Sobriété et préservation de la qualité de l'eau
Le texte prévoit en outre de généraliser l’individualisation du parc des compteurs d’eau potable et de développer les projets de réutilisation d'eaux usées traitées (Reut). Les stations de traitement d'eaux usées (Steu) de plus de 100.000 équivalents habitants (eqH) auraient à définir un objectif de Reut d’ici 2026 pour le réaliser d’ici 2030. Celles rejetant en mer devraient réaliser une étude de faisabilité avant 2026 et mettre en oeuvre les installations avant 2030 si l’équilibre économique est acceptable. Dans l'industrie, pour toute nouvelle installation classée pour la protection de l'environnement (ICPE) ou IPCE modifiée par arrêté et considérée comme gros consommateurs d’eau, l'objectif serait de 30% de recyclage ou de réutilisation interne.
Afin de mobiliser les acteurs autour de la préservation de la qualité de l’eau, les installations de traitement des eaux usées domestiques de plus de 100.000 eqH ou les installations industrielles rejetant dans le milieu naturel devront présenter un bilan mensuel en termes de micropolluants et d'application des traitements nécessaires au-dessus des seuils définis d’ici 2040. Le texte prévoit d'élargir la possibilité d’interdire (temporairement et au cas par cas) des intrants dans les aires d’alimentation des captages d’eau potable pour les cas de pollutions diffuses et émergentes, à condition de lier cette mesure au renforcement des aides au changement de pratiques agricoles.
Tarifications à adapter
Autre impératif pour Amorce : renforcer la prise en compte environnementale et sociale dans les tarifications et le financement de la gestion de l’eau. Pour inciter les usagers à réduire leurs prélèvements, la proposition de loi prévoit d'inscrire la nécessité d’un paiement minimum et progressif pour les prélèvements dans le milieu naturel (y compris pour les forages individuels). Elle veut aussi "sanctuariser le principe du pollueur-payeur" pour financer des actions préventives et curatives pour traiter les micropolluants et les microplastiques.

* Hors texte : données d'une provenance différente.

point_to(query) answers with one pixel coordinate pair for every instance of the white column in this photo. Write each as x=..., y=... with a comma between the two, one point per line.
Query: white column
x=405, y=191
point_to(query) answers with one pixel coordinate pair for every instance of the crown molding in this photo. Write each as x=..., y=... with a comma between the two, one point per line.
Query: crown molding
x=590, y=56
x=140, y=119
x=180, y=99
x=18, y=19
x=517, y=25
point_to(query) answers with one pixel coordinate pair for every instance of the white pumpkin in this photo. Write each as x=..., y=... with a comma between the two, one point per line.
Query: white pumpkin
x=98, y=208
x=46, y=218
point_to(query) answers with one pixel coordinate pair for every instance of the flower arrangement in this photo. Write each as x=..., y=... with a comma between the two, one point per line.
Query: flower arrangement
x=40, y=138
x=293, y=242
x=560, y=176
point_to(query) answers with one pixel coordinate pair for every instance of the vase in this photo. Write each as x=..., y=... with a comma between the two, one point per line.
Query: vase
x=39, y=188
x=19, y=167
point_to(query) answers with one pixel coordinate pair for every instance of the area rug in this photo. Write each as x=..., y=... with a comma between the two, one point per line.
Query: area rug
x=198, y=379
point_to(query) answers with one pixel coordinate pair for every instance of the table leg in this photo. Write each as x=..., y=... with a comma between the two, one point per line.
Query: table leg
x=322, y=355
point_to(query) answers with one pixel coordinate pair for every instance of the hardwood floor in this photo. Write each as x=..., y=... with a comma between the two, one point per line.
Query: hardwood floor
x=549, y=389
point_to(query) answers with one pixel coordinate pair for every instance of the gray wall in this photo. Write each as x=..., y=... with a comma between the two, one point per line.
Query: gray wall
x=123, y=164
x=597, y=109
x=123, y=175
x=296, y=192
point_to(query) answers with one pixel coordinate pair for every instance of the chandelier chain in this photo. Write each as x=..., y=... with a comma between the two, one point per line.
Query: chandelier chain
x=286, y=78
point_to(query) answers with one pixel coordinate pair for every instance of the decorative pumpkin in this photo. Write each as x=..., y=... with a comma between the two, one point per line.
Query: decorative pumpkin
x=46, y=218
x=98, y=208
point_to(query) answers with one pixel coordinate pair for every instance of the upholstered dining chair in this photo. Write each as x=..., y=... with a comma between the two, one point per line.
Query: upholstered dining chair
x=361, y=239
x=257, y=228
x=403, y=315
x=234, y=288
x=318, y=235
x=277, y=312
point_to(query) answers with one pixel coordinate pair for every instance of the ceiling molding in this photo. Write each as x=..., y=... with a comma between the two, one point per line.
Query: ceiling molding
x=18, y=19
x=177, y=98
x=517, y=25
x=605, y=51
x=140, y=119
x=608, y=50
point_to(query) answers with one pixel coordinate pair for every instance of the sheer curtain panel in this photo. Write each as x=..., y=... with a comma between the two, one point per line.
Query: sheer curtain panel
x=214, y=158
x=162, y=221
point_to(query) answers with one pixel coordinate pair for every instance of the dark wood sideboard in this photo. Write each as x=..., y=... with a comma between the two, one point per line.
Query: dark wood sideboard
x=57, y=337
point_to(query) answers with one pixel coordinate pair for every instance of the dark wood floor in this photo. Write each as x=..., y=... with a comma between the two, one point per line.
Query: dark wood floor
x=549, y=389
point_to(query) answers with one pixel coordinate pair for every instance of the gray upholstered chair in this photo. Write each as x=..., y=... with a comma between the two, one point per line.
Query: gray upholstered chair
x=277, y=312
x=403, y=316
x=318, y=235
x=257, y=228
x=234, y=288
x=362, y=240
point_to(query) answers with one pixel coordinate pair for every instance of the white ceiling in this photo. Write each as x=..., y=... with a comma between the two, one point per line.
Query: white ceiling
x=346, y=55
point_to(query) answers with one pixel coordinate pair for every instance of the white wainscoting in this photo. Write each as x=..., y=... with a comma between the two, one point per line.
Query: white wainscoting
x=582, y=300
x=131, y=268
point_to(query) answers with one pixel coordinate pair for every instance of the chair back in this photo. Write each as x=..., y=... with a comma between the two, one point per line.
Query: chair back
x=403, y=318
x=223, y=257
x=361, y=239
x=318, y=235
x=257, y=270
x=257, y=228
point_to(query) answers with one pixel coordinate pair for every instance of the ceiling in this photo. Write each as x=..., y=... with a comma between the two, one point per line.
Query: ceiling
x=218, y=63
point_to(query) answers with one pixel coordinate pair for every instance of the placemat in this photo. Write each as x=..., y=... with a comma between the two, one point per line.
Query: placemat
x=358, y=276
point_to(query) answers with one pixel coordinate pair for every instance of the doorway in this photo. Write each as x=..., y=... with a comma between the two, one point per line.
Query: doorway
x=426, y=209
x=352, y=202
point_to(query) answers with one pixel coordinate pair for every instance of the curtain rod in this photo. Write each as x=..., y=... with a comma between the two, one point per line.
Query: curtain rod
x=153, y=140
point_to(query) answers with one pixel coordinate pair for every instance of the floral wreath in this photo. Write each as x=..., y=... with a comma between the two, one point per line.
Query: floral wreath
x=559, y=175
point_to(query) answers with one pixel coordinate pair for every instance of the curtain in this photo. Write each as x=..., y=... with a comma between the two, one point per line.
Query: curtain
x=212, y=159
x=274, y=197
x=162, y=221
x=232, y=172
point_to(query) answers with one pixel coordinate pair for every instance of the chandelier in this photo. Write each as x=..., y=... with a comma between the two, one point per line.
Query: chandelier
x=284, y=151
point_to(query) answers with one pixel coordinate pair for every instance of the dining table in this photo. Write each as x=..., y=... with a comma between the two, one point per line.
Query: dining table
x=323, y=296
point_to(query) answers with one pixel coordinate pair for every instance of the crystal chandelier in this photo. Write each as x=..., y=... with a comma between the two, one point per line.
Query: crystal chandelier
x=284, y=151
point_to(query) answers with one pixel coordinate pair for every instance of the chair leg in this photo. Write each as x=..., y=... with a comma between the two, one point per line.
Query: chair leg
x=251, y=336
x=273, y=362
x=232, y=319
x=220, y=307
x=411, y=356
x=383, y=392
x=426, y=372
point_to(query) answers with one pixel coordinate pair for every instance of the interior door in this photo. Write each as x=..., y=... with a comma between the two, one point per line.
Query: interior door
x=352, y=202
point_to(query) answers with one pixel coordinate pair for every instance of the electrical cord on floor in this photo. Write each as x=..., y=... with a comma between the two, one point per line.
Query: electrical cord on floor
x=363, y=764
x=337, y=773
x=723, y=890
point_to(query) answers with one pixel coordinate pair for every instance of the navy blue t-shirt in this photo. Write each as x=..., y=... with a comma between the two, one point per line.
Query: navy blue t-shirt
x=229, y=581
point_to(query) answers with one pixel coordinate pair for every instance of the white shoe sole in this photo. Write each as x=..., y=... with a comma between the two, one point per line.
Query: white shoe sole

Elle compte également faciliter pour les collectivités la mise en place d’une tarification progressive et incitative des consommations d’eau. Chaque service public d’eau potable pourrait ainsi définir un seuil de consommation annuel pour les usagers domestiques et assimilés et un malus de surconsommation appliqué sur le prix au m3, avoir accès aux données pertinentes pour mettre en place ce dispositif.
Aller plus loin dans la réforme des redevances
Autre cheval de bataille d'Amorce : la réforme des redevances, esquissée dans la dernière loi de finances. "La réforme initiale proposée par le gouvernement ne renforçait déjà que très légèrement le signal prix sur les grands préleveurs d’eau et les principales pollutions aquatiques et ne générait que 167 millions d’euros de recettes supplémentaires alors que le plan Eau nécessite 5 à 7 milliards d’euros d’investissement", souligne l'association. "La réforme finalement adoptée maintient les déséquilibres et dysfonctionnements actuels au détriment de la transition écologique dans le domaine de l’eau et au détriment des usagers du service public qui continueront d’être injustement les principaux financeurs de la politique de l’eau", poursuit-elle. Et de rappeler que plus de 80% des recettes générées par les redevances de l’eau proviennent des usagers, "alors qu’ils n’en sont pas les premiers préleveurs" et que les services publics d’eau et d’assainissement ne sont bénéficiaires que de seulement 31% des dépenses des agences de l’eau dont le budget total s'élève à 2,3 milliards d’euros. Les redevances de prélèvement pour les redevances domestiques sont de 3 à 20 fois supérieures comparées à celles des autres secteurs, observe encore Amorce. L'association recensait en outre l'été dernier près de 88% de collectivités ayant détecté dans leurs captages d’eau potable des métabolites de pesticides, alors que la taxe sur l’usage de pesticides ne représente que 4% des recettes des redevances. Les principaux émetteurs de polluants ne sont ainsi pas les premiers à devoir contribuer financièrement au traitement de ces pollutions, regrette Amorce.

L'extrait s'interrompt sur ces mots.